The second related article comes from The Economist (Sep 10, 2011, online). In this articles, you can read how English wine is being produced in increased volumes and better quality – with locally grown grapes. Again, it is climate change – bringing warmer climes to Southern England – meaning that more traditional grape varieties can be grown in England as opposed to the typically acidic German varieties. The result has been a product of increasing quality, and a tendency to produce higher margin sparkling wines – something that was not so easily done before. Thus, the business model of English vineyards may have changed from one where imported “grape juice” was added to make local wine, to one where high quality, high-margin product is the norm.
Often, when I teach about types and classifications of cost in my management accounting classes, I use the term business model. For example, I might say “whether a cost is fixed or variable, can depend on the particular business model”. But, I am assuming the term business model is well understood. Perhaps it is not, and even when I asked myself what the term means, I had to do a bit of thinking.

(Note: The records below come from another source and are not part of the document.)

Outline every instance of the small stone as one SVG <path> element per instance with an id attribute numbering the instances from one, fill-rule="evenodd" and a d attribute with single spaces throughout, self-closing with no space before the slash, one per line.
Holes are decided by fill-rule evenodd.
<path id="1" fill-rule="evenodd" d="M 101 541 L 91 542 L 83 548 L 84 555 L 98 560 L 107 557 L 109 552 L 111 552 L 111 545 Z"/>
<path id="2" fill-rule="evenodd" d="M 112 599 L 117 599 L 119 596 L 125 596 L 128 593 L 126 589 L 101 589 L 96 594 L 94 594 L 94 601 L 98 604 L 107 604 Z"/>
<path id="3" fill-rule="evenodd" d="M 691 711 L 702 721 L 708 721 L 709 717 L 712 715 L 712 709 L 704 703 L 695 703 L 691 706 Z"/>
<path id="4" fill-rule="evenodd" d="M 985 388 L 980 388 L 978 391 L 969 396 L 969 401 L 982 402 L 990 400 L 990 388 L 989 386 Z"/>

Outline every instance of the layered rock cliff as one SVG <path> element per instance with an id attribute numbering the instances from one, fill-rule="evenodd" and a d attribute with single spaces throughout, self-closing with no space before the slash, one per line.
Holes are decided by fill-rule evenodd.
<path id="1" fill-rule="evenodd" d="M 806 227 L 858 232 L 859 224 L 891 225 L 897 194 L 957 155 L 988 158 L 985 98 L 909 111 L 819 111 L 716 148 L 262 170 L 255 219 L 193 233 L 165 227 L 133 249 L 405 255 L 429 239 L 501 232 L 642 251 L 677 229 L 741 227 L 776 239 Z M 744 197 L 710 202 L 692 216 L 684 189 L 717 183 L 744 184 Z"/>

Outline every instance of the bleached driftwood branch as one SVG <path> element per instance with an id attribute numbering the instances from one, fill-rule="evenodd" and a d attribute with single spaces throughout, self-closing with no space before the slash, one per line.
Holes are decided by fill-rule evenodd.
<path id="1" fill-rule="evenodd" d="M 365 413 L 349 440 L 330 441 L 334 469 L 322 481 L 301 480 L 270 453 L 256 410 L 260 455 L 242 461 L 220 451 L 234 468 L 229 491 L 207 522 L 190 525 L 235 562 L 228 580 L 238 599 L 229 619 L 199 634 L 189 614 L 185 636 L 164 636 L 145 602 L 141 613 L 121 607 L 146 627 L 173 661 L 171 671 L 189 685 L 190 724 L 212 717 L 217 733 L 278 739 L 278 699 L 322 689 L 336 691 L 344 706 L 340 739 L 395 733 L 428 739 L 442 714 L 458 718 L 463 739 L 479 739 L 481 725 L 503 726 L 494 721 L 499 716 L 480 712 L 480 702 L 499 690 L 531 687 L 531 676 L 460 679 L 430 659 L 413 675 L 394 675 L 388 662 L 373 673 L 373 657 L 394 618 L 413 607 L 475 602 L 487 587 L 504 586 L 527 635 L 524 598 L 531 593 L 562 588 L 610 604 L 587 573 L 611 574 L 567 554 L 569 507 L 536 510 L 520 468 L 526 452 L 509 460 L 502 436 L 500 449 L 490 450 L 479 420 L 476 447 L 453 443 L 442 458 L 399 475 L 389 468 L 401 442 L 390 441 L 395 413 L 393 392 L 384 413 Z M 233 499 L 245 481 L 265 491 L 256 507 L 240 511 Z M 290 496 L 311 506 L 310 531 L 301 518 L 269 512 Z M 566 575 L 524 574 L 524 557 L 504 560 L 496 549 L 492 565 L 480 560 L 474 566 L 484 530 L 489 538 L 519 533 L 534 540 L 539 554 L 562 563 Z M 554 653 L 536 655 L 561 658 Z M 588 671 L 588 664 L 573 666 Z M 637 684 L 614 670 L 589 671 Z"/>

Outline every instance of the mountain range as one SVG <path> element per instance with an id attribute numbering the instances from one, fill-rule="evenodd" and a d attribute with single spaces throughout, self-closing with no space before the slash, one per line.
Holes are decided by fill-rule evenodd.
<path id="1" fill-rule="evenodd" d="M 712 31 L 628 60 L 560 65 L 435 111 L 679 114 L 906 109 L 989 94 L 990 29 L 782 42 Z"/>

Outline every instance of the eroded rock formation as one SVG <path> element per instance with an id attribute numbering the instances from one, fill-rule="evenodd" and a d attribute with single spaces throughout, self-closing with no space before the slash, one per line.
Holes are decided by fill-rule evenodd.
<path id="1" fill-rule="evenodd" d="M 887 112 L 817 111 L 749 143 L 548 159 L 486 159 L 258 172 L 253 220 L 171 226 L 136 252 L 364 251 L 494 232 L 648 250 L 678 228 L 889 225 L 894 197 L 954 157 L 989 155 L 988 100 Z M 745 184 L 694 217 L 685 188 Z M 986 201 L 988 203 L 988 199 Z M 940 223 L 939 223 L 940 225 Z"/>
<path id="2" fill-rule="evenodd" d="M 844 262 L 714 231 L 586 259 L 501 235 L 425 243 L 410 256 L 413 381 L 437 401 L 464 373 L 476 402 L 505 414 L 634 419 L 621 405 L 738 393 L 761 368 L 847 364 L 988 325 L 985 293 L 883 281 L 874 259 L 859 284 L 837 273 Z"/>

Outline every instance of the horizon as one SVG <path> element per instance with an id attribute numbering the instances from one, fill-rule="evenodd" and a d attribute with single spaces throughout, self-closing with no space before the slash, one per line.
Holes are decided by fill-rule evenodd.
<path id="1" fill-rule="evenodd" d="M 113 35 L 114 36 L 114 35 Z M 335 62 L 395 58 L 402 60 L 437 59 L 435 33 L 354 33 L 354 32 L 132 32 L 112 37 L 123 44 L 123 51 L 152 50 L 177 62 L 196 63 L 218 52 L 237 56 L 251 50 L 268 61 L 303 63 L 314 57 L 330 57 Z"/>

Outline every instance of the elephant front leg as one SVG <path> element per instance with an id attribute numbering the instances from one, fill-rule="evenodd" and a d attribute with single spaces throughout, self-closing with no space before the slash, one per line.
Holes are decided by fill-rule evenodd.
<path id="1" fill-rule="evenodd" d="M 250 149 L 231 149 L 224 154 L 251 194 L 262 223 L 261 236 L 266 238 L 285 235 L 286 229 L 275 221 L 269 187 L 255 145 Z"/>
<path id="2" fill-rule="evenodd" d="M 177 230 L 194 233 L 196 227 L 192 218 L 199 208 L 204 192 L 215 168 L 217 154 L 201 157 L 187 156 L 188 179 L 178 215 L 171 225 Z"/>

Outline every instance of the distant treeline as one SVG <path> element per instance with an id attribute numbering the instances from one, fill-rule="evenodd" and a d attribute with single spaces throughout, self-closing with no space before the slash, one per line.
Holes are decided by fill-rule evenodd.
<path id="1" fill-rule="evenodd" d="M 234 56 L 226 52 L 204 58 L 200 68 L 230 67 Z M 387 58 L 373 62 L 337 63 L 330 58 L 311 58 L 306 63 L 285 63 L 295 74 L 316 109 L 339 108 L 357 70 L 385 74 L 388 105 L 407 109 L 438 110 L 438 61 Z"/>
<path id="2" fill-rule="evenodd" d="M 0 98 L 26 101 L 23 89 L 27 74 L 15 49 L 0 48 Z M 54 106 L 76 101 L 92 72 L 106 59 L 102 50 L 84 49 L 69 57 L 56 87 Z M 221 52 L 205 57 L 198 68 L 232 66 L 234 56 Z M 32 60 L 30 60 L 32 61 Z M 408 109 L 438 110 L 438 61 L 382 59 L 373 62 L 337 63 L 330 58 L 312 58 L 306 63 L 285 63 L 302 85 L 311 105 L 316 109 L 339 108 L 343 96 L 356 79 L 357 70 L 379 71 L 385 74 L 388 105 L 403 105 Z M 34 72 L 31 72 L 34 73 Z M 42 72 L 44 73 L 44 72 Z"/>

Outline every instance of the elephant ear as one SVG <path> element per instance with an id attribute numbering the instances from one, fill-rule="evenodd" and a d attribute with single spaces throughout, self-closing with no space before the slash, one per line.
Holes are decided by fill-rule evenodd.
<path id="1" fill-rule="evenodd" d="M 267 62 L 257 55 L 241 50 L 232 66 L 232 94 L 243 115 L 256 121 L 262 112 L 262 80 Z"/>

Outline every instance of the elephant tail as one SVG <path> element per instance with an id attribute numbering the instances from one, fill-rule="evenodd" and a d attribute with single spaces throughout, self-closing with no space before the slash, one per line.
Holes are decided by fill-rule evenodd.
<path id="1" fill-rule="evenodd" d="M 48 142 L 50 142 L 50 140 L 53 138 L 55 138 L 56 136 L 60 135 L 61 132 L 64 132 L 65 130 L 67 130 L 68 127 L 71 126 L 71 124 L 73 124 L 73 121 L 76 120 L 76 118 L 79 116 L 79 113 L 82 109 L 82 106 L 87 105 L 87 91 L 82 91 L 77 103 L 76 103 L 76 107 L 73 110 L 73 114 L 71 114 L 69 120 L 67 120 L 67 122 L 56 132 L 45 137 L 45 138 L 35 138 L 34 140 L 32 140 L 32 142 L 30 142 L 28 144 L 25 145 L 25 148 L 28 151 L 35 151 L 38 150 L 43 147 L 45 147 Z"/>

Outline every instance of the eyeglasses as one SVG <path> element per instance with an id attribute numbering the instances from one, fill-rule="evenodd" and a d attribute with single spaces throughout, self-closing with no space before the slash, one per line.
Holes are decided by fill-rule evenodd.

So here’s a simplified explanation.
An article in the Harvard Business Review from 2002 describes a business model as “the story which explains how an enterprise works”. This is a deceptively simple definition, but it does capture exactly what a business model is. If I were to ask you what are the essential elements of a story such a Cinderella or The Frog Prince, you would probably says things like characters, what the characters do, when the characters do things, and of course the (moss likely) happy outcome. Using the story analogy, a business needs to ask itself, what is that we do, who are our customers, how much does what we do cost, and will we make money (the happy outcome!). In other words, “what’s our story” in an economic sense (Read the full HBR article for more detail and examples).
Nowadays, business models have become a bit blurred though. For example, there are so many web-based “businesses” out there who, to be honest, do not immediately show a story which makes economic sense. For example, we now know how Google and Facebook can make money on a business model which changed the advertising world. But, what about for example Twitter or off-shoots like paper.li. I love the latter, as I can bundle all the twitter users I follow into a daily newspaper, but how can this make money. I am guessing they will introduce advertising, but has this business model already been over-cooked?
I hope this helps you understand what a business model is. To conclude, I suppose the story of what it is a business does has to be infused with accounting concepts. For example, there is not point being the world’s best at something, but costing a fortune to do it.